DMARC (RFC 7489) tells receiving mail servers what to do when a message claiming to be from your domain fails SPF or DKIM. You publish exactly one DMARC record at `_dmarc.<your-domain>`, regardless of which ESP you use — DMARC is a domain-level policy, not a per-sender configuration. Mailgun doesn't run DMARC for you, but their SPF + DKIM setup is what makes your DMARC checks pass.
Start every domain at `p=none` with a `rua` (aggregate report) address pointing somewhere you actually read. Watch the reports for two to four weeks to confirm 100% of legitimate mail is aligned, then progress to `p=quarantine` and finally `p=reject`. Skipping the monitoring step is the single most common way founders accidentally block their own mail.
Publish these DNS records
Add the following record(s) to your domain's DNS zone.

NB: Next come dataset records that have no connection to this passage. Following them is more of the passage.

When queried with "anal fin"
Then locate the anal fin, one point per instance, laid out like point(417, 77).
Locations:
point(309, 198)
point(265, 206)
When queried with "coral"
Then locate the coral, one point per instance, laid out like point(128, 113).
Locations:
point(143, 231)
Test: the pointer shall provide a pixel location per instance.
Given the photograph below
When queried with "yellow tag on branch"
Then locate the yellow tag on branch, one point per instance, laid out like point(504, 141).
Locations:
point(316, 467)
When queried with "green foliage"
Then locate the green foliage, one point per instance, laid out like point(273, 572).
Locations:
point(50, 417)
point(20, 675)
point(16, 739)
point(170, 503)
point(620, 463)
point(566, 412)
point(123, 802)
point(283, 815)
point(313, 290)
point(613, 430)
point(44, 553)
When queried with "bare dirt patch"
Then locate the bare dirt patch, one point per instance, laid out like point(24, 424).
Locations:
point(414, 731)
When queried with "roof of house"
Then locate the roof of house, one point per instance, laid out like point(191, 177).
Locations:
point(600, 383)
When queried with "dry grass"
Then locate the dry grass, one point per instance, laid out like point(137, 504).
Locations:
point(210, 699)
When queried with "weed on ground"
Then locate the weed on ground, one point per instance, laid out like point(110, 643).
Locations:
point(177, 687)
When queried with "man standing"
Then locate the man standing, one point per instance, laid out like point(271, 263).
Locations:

Most registrars (Cloudflare, Route 53, Namecheap, GoDaddy) accept values exactly as shown.
- Type
TXT- Host
_dmarc- Value
v=DMARC1; p=none; rua=mailto:[email protected]

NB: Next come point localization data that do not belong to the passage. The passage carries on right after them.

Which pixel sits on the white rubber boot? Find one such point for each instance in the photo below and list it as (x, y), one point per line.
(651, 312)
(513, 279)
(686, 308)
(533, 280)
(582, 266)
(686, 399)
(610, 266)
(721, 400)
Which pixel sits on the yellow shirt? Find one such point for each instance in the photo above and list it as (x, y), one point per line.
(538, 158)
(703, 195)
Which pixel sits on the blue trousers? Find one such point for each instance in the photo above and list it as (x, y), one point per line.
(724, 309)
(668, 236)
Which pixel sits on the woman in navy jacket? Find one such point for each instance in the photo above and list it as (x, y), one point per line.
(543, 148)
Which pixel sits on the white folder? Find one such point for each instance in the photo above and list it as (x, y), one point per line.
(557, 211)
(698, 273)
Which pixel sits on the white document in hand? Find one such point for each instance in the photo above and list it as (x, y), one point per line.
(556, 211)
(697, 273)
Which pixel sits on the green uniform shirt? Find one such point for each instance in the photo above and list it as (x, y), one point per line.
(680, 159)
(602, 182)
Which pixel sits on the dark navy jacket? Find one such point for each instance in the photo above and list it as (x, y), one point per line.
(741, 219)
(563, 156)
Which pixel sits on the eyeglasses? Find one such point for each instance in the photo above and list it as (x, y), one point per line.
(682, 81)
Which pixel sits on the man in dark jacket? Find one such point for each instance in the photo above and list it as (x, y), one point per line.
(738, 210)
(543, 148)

- If you send through a Mailgun subdomain (e.g. `mg.your-domain.com`), the apex DMARC record applies — DMARC inherits down subdomains unless you publish a separate `_dmarc.mg` record.
Where in Mailgun
The DMARC configuration lives in Mailgun → Sending → Domains → <your-domain> → DNS records.
Verify the records
Once published, run the DMARC Checker on your apex domain to confirm the record parses, reporting URIs are valid, and the policy is what you intended.
dig +short TXT _dmarc.your-domain.comCommon pitfalls
- Mailgun's EU and US regions have different DNS values (different MX hosts for inbound, different DKIM key hosts). Make sure you're following docs for the region your account is in.
- Older Mailgun guides reference `domainkey` selectors literally; current accounts use the selector you chose in the dashboard.